The identification with the newspaper he speaks of has certainly produced a large reaction, and one that has been polarizing at times. Just as soon as the #JeSuisCharlie hashtag became a trend on Twitter, the #JeSuisAhmedone emerged. Made famous in part by a tweet from @Aboujahjah which read “I am not Charlie, I am Ahmed the dead cop. Charlie ridiculed my faith and culture and I died defending his right to do so.
It is further of note the counter-terrorism actions European states have undertaken abroad recently. Many NATO members participated in 2011 operations in Libya, and similarly in 2014-5 interventions against ISIS. Again, France has been particularly active in counter-terrorism operations. In defiance of the undeserved “cheese-eating surrender monkeys” stereotype, they launched Operation Serval in Mali in 2013. The operation, which lasted over a year, targeted Al-Qaeda and other militant groups.
The War on Terror in Europe is of particular importance for the United States due to the country’s similarities with the continent. First, European countries, like the U.S., pride themselves on being democracies, and therefore face the same freedom vs. security concerns.
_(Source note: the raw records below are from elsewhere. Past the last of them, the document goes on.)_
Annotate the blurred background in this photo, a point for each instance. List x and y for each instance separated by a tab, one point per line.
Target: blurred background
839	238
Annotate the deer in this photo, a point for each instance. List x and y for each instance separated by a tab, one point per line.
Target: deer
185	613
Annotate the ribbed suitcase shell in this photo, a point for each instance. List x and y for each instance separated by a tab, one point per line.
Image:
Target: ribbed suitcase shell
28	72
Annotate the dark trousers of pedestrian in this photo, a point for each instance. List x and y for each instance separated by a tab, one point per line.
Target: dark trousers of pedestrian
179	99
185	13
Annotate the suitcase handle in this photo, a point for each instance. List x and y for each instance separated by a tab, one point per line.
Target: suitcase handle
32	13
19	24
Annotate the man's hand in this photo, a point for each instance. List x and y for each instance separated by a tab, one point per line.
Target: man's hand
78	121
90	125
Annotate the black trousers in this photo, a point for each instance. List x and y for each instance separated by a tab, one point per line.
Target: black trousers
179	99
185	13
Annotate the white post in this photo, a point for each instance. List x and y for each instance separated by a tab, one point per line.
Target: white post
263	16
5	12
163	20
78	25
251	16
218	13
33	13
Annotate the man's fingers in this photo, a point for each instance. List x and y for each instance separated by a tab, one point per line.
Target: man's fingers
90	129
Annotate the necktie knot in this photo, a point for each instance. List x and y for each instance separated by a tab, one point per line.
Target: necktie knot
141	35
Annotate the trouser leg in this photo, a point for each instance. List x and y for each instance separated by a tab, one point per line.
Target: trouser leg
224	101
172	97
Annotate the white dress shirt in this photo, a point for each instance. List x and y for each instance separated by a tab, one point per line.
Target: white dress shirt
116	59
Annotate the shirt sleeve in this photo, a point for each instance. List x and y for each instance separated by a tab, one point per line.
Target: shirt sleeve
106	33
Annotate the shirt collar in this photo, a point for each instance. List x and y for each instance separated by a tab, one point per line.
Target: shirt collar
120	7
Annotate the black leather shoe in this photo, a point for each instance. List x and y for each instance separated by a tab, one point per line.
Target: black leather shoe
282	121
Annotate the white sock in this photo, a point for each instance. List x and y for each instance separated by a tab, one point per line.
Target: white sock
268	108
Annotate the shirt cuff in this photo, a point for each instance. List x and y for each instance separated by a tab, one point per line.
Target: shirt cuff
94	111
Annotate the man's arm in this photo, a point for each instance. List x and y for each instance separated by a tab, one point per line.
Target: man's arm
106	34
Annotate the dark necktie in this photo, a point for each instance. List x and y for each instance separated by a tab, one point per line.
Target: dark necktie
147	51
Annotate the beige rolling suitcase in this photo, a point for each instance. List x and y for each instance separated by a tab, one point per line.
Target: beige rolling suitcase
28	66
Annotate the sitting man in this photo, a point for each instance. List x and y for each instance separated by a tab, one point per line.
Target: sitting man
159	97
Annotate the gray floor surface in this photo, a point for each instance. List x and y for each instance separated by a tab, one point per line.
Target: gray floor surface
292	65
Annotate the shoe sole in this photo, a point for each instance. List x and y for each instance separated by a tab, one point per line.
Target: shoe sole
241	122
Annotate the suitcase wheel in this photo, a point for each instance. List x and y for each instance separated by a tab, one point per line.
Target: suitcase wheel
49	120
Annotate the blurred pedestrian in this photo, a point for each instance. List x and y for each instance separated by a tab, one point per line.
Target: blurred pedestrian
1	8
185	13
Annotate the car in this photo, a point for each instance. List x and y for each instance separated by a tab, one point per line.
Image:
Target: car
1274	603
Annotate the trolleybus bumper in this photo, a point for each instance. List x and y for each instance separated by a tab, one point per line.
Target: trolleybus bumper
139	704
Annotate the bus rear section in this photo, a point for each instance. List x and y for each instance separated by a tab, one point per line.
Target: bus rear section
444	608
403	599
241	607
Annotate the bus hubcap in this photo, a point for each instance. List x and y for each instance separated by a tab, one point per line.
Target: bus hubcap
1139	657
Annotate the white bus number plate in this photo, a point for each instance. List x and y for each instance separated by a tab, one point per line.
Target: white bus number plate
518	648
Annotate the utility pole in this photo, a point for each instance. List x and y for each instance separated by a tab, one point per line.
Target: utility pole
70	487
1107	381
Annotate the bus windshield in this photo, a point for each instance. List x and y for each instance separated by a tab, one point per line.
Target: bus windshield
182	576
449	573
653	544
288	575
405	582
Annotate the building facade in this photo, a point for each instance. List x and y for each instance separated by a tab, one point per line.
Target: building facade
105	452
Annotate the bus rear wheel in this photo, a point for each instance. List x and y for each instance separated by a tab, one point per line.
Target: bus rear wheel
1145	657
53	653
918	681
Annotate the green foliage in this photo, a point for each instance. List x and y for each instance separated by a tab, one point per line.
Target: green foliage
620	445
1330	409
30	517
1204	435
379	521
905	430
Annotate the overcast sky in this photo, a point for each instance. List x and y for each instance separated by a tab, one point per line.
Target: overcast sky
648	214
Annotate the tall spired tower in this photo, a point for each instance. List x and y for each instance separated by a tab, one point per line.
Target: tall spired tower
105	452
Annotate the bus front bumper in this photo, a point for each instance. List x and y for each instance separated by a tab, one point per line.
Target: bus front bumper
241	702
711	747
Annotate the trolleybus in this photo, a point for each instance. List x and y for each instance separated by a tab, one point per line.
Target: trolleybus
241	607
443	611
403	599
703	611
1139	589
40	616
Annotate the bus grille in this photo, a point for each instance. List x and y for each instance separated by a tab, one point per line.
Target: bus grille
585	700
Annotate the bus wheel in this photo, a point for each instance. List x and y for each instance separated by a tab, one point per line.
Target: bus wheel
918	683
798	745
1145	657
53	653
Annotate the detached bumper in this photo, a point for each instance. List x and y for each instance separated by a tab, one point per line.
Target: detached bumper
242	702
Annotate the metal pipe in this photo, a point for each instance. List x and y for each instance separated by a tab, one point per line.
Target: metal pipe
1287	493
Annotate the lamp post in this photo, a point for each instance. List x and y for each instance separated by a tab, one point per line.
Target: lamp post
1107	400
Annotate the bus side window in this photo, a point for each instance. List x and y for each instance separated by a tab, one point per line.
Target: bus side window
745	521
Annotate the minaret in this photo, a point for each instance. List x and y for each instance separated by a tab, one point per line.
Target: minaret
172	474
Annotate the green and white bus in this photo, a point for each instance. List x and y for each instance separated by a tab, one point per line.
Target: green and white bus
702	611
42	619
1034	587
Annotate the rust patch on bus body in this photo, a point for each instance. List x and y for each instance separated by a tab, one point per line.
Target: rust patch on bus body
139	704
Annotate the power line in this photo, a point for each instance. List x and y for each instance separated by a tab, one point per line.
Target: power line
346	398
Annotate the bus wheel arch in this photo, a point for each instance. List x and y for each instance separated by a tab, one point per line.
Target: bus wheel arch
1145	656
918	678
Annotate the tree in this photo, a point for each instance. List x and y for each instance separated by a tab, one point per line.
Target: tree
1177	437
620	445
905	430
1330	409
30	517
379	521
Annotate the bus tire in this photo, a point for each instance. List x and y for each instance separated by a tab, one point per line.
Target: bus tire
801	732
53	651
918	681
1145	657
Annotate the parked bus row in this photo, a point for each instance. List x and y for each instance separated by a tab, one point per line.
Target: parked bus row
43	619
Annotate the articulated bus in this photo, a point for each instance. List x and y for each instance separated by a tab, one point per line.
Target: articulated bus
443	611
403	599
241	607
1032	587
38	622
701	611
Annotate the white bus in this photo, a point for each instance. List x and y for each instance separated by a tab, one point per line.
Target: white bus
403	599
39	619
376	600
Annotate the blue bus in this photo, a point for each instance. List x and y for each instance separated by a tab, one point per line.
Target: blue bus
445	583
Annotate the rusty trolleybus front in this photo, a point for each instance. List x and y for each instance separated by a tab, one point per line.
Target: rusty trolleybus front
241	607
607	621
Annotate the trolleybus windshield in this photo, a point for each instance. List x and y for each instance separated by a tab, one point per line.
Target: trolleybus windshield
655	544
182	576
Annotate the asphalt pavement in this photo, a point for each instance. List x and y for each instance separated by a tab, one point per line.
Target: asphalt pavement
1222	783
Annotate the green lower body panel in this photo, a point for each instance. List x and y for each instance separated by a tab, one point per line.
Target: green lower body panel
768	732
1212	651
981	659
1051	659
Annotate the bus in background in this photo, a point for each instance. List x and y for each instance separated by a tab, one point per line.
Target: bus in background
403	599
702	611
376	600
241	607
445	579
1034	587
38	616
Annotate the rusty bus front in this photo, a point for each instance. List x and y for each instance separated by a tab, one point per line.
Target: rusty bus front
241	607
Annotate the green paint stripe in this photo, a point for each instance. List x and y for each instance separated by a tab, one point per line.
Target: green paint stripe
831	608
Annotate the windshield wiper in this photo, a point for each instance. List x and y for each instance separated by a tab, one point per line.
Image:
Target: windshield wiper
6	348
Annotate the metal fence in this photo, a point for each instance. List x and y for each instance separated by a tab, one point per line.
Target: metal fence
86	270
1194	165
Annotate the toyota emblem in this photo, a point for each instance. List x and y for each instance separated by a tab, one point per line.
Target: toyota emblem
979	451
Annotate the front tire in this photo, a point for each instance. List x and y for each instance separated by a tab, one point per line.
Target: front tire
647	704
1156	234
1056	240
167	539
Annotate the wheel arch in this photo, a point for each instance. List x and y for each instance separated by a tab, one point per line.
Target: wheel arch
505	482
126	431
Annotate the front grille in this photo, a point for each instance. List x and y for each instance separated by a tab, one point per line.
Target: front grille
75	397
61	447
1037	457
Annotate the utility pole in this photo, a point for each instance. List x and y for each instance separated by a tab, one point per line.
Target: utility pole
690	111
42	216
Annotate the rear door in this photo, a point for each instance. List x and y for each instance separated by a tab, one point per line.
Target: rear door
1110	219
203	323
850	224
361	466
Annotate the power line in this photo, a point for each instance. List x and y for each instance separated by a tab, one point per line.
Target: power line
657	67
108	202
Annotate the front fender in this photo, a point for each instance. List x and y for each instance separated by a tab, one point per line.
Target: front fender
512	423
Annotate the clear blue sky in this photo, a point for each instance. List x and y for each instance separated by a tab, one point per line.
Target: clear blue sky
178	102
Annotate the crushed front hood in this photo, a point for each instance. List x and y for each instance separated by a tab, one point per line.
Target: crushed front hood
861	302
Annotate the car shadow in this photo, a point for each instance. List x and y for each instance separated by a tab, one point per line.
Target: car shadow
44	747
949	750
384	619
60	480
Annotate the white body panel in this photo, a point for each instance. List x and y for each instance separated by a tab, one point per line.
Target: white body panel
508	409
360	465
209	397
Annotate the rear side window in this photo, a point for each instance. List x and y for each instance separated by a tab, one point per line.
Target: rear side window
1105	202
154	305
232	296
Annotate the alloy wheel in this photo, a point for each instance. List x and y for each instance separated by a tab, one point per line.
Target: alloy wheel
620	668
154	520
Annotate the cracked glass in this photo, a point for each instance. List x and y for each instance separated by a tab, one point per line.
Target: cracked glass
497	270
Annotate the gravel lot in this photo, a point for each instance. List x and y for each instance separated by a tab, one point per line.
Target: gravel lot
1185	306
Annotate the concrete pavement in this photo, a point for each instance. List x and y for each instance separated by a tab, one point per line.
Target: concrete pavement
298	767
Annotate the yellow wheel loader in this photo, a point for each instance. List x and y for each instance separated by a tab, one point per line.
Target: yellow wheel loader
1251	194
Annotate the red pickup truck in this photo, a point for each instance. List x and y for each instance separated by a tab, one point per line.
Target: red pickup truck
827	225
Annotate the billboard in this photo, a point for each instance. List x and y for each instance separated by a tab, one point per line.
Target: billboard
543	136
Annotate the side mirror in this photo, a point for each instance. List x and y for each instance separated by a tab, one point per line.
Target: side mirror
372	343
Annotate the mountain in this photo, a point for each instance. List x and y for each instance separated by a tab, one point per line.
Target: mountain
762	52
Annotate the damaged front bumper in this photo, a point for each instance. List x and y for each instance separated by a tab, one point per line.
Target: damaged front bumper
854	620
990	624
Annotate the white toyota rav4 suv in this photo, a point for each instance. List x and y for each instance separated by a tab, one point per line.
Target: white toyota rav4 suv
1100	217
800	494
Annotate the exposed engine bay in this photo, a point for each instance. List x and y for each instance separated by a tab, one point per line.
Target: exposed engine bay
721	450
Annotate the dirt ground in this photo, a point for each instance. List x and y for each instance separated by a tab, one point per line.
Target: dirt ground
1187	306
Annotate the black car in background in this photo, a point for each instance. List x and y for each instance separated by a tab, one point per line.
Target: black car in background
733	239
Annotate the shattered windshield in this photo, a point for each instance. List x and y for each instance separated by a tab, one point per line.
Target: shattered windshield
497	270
On the threat of European jihadists coming back to Europe from the Middle East, Schmitt said, “The best source for finding out who’s left the country and gone to Syria or Yemen, for example, is technical intelligence. But they (European Union member states) just spent a year being upset at the U.S.’s technical capabilities to keep track of people like that,” referring to European concerns over U.S. intelligence gathering in their countries.
Schmitt also notes the concerns of the European public weigh on their politicians willingness to cooperate with U.S. on security matters. The U.S. faces a similar debate with the NSA’s domestic surveillance program. Interestingly, Schmitt claims that “most European states’ laws are more forward-leaning when it comes to domestic counter-terrorism than even the U.S.’s. They have the capability to be much more intrusive on their own land than, for example, the FBI.”
Finally, it must be noted that the current threat in Europe is largely homegrown. It’s easy to look at the North African names of the terrorists in France and decry the threat as foreign, and immigration undoubtedly plays a role in this phenomenon. But at one point does someone cease being Algerian and start being French? The two shooters reportedly spoke fluent French as they shouted at their victims, and were also both born in France. The 2005 bombings in London were similarly carried out by three British citizens born in the English county of West Yorkshire, in addition to a Jamaican-born immigrant who converted to Islam after moving to Britain. The U.S. too faces the threat of terrorists from within its own borders, with Anwar al-Awlaki and others coming to mind.
The War on Terror in Europe is more than underway, and far from over.